Ahead of the European Council (23-24 March), the Committee on Migration, Refugees and Displaced Persons recalled the importance of European solidarity to facilitate the reception of migrants and refugees. In a declaration adopted today, it urged European Union institutions to allocate means for reception policies and for the individualised examination of cases, standing out as blind spots in the Migration and Asylum Pact.

As emphasised in Resolution 2416 (2022) and by the UN High Commissioner for Refugees, the Pact entails the risk of restricting access to international protection as well as breach the principle that procedural safeguards shall be guaranteed for migrants. The committee stressed the need for the Pact to be compliant with the European Convention on Human Rights.

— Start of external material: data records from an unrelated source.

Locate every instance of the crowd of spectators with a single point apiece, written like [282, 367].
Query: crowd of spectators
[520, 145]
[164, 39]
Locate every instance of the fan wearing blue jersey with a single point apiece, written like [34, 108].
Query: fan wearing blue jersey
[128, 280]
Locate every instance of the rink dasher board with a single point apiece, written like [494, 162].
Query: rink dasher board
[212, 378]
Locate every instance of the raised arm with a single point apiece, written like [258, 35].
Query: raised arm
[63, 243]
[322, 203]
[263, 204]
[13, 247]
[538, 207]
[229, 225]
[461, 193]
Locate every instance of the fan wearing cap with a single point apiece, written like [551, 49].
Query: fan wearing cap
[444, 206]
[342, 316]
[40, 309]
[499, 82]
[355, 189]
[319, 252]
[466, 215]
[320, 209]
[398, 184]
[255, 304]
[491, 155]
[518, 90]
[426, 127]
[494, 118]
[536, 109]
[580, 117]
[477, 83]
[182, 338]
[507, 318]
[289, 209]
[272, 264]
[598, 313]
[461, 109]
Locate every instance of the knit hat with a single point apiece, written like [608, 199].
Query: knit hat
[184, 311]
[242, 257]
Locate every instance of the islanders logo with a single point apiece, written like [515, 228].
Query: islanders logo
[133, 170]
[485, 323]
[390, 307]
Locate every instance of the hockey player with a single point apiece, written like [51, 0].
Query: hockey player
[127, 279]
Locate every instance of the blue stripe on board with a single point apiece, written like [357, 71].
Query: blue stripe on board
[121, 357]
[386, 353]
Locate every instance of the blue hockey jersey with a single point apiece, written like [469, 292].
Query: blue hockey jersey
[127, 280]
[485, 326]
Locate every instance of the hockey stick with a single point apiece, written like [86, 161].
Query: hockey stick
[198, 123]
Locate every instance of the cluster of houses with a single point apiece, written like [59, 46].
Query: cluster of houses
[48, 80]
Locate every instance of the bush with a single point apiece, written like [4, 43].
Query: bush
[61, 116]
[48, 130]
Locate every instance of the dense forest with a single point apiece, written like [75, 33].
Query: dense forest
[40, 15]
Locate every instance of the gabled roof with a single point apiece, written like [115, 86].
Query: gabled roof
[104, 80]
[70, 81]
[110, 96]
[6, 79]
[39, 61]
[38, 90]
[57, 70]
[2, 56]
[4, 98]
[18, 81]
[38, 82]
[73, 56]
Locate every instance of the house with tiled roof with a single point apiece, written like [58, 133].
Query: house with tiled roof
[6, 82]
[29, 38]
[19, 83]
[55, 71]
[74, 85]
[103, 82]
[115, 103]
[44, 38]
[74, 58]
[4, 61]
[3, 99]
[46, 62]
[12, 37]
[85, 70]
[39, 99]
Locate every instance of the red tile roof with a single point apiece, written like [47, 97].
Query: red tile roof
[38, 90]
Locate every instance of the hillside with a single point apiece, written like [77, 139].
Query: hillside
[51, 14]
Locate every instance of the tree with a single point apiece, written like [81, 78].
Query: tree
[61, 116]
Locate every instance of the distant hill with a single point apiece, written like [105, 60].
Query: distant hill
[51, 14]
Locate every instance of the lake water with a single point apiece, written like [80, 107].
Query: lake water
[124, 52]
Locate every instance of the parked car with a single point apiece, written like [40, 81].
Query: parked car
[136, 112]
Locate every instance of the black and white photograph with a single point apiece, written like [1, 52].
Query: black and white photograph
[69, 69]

In this respect, the committee regretted that European solidarity seems to be merely conceived as an emergency mechanism given the significant reception and integration needs which, if unaddressed, may be conducive to insecurity for migrants and fuel distrust among States.

According to the parliamentarians, the voluntary solidarity mechanism has shown that taking States’ constraints into account is essential for solidarity to be functional. The arrival of Ukrainians fleeing the war has demonstrated that it was the availability of means allocated for the reception of people, rather than their actual number, which was making a difference. The Council of Europe called upon States to enhance European solidarity in the context of asylum and international protection in the Assembly Resolution 2487 (2023).

The Pact provides the occasion of sending a strong and pragmatic signal by identifying solidarity – between the authorities and towards migrants – as a lever for a migration and asylum policy respectful of the European Treaties as well as of the norms and values of the Council of Europe, says the declaration.